Entre ellas, qué duda cabe, su estética visual, setentera a más no poder y deudora directa de unos modos en el vestir que aquí se nos muestran de forma dolorosa una y otra vez. Unida a ella, la dirección de un Sagal que evita a toda costa sacar algo de partido a las constantes necedades de la trama y que prefiere centrar su atención en trivialidades tales como mostrar los pechos desnudos de la protagonista femenina en una escena que no viene a colación de nada. Rematando la faena, una banda sonora que hace suyo el término inadecuado para llevarlo a las fronteras del paroxismo —no hay ni un sólo motivo de la misma que case lo más mínimo con la acción que se nos muestra— y un diseño de producción cogido con pinzas que habla, y mucho, tanto de las limitaciones presupuestarias con las que probablemente se rodó esta modesta producción como de la falta de imaginación a la hora de aprovechar los recursos a su alcance.
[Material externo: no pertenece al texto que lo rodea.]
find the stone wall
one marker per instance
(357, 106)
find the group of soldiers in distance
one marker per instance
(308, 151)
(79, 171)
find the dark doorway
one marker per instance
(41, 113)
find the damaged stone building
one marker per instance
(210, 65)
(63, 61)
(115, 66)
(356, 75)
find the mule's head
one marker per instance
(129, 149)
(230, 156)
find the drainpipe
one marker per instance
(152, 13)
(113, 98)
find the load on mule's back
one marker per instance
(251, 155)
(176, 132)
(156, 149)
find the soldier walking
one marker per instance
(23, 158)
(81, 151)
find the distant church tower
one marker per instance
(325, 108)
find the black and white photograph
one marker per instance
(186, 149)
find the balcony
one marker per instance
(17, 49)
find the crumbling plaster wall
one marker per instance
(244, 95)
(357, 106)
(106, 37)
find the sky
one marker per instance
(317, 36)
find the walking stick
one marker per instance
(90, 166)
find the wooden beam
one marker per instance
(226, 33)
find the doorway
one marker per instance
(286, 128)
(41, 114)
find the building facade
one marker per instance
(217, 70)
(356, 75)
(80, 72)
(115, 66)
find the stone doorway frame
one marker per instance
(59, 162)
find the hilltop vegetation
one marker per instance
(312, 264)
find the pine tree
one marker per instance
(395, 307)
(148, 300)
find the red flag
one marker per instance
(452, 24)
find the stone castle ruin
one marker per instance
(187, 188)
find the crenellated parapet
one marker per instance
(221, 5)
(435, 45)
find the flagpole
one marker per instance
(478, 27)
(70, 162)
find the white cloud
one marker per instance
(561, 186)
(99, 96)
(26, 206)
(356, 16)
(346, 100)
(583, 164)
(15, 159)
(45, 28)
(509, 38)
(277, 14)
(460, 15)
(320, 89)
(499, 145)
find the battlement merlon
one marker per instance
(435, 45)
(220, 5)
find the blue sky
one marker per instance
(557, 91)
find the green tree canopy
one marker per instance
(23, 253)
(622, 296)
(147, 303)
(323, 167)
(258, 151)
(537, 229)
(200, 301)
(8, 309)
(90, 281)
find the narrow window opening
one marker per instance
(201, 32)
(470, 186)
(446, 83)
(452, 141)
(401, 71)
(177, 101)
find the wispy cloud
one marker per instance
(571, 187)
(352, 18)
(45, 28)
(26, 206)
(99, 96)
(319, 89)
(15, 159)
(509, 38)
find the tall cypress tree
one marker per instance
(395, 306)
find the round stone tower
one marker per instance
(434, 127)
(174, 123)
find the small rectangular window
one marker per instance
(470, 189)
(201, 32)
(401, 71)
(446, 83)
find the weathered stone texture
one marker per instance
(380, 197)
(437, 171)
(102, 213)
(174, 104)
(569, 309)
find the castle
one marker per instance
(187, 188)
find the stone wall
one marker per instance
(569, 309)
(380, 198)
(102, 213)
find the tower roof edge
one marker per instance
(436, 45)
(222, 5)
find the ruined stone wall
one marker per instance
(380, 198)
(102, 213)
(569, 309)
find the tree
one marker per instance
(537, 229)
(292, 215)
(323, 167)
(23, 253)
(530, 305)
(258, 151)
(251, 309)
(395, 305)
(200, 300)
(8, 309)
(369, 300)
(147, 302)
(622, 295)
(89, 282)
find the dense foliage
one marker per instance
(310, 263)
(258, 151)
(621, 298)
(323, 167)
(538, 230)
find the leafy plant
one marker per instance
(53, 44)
En resumen, 'El último hombre vivo' es uno de esos filmes tan sumamente atados a la época en que se produjo, y tan sujeto a las olvidadas modas del momento, que vista hoy, más de cuarenta años después, cuenta con muy pocos atractivos con los que poder aludir a un cinéfilo más o menos exigente, perteneciendo la producción de la Warner a ese muy nutrido grupo de películas que acusan sobremanera el paso del tiempo.